“Where Harry Met Sally: The Jewish Deli in Pop Culture” including free deli dinner – April 14

TALK AND FREE DELI DINNER

“Where Harry Met Sally: The Jewish Deli in Pop Culture” with Dr. Ted Merwin

In New York and other cities, the Jewish deli was a gathering place on par with the synagogue, a place where the overstuffed sandwiches symbolized nothing less than the achievement of the American Dream. Over time, it also became an iconic part of American popular entertainment.

From Aaron Lebedeff’s signature song, “Rumania, Rumania” to John Belushi’s classic “Samurai Deli” sketch on Saturday Night Live to Rob Reiner’s take-off of Woody Allen films, “When Harry Met Sally,” the Jewish deli and its fare became emblematic of Jewish culture for Jews and non-Jews alike.

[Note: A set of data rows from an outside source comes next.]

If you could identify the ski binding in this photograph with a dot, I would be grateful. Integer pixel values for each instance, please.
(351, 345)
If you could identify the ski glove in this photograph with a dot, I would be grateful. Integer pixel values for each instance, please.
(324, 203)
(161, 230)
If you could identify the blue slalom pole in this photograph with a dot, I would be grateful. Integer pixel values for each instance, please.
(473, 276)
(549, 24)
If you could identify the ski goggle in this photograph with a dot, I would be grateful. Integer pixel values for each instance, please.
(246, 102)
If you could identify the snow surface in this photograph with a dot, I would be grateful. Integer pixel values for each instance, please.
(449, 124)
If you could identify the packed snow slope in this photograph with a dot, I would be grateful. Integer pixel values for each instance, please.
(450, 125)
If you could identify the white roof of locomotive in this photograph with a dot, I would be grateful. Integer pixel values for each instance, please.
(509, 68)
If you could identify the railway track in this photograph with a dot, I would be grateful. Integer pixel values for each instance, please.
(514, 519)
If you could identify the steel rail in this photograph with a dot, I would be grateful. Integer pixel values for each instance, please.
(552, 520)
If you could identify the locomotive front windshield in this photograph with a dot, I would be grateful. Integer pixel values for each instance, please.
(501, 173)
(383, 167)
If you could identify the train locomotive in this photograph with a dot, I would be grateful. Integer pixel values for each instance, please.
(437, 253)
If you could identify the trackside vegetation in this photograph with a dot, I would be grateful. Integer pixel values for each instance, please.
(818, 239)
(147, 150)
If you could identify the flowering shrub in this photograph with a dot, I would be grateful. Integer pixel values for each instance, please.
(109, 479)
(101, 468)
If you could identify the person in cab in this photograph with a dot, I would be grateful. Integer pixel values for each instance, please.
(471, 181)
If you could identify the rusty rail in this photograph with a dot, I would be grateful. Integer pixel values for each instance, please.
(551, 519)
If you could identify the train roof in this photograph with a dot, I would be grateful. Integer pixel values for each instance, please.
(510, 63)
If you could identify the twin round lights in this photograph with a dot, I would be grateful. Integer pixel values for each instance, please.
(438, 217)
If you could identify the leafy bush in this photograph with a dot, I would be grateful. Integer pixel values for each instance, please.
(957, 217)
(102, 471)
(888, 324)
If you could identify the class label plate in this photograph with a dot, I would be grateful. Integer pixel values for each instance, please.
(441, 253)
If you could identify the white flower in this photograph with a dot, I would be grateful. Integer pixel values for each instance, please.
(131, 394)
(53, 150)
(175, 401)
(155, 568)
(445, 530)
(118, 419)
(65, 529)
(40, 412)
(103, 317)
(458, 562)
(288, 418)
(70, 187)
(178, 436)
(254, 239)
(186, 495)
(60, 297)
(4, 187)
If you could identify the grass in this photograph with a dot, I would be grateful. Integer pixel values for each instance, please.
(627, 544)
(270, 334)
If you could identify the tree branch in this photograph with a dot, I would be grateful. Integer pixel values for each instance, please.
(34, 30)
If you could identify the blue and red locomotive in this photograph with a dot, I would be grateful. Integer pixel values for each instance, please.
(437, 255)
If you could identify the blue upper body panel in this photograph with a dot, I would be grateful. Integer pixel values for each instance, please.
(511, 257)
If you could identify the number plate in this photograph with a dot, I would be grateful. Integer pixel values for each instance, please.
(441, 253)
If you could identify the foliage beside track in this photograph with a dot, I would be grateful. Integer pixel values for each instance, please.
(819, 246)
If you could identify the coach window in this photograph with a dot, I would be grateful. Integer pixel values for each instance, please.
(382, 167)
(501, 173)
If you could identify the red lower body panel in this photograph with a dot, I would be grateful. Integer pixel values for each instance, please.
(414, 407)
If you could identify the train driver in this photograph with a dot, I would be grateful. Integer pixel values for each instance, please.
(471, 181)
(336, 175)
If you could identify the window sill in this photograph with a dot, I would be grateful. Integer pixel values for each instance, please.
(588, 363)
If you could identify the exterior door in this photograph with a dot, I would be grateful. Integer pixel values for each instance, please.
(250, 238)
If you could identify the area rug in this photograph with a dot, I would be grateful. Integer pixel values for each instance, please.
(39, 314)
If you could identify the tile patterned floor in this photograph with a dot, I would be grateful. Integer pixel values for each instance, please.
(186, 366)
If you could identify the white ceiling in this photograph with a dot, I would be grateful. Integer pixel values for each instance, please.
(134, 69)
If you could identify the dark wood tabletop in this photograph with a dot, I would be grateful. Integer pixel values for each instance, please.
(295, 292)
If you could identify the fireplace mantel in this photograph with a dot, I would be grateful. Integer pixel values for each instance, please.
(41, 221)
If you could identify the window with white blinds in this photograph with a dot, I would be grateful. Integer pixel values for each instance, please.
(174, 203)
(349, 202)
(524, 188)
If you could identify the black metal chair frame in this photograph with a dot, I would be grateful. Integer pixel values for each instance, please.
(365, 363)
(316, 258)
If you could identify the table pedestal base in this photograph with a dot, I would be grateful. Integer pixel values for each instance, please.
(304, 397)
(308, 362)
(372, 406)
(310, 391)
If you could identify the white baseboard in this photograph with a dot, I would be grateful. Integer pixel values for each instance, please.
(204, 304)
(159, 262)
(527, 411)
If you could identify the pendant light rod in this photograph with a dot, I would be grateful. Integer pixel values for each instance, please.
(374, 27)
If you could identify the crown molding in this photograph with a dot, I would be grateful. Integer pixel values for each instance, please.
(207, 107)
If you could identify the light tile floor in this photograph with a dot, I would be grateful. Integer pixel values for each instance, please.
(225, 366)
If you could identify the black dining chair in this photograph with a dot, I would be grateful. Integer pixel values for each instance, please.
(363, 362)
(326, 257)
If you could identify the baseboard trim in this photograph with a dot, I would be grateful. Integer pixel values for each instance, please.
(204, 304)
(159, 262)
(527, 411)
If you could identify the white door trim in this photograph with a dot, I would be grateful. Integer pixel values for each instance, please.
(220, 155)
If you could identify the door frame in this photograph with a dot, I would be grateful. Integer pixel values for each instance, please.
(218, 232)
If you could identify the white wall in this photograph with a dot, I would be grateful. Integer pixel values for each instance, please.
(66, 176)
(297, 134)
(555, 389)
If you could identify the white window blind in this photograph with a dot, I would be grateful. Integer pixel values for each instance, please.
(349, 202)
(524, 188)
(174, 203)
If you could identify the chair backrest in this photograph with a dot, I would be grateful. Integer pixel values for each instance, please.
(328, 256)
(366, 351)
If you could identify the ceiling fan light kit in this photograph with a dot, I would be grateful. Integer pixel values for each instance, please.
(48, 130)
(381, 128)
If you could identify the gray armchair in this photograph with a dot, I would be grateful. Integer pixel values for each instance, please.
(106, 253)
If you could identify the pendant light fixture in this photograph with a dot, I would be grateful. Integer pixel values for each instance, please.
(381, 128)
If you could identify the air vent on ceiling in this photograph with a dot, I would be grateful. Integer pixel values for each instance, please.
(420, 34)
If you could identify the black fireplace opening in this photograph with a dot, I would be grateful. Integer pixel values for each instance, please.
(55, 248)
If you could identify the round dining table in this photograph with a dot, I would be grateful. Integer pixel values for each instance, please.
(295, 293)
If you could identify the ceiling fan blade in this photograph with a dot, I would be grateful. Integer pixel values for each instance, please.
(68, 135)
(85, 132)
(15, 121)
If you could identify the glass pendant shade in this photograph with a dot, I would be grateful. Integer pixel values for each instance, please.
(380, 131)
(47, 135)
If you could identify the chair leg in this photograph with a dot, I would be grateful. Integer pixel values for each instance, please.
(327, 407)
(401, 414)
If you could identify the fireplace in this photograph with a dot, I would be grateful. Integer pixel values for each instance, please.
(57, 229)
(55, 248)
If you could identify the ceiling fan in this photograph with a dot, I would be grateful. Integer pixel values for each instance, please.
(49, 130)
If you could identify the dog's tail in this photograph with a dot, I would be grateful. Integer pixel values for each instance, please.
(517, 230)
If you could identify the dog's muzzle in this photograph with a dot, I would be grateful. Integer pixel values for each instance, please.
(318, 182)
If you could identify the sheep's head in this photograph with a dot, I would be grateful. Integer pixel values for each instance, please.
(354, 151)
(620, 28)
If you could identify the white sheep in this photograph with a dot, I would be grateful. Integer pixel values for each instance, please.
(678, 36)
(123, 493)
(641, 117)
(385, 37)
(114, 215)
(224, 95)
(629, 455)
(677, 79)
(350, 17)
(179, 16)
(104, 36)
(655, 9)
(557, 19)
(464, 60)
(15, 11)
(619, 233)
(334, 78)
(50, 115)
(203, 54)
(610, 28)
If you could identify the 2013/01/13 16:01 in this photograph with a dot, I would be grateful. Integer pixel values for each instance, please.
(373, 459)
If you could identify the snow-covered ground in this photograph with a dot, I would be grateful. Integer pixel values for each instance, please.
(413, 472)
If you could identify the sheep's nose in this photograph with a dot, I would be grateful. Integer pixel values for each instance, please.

This multimedia, interactive lecture explores the changing representations of the deli in music, film and television to show how the deli both nurtured Jewish community and redefined the boundaries between Jews and non-Jews in American society.

Ted Merwin teaches Religion and Judaic Studies at Dickinson College in Carlisle, Pa., where he also directs the Milton B. Asbell Center for Jewish Life. A native New Yorker, he has moonlighted for the last 10 years as theater columnist for the New York Jewish Week, the largest-circulation Jewish newspaper in the nation. His articles on Jewish culture have also appeared in the New York Times, Washington Post, Moment, Hadassah, and many other newspapers and magazines.

His first book, “In Their Own Image: New York Jews in Jazz Age Popular Culture” dealt with the reflection of second generation Jewish life in vaudeville, theater and film. He is currently finishing an illustrated history of the New York Jewish delicatessen.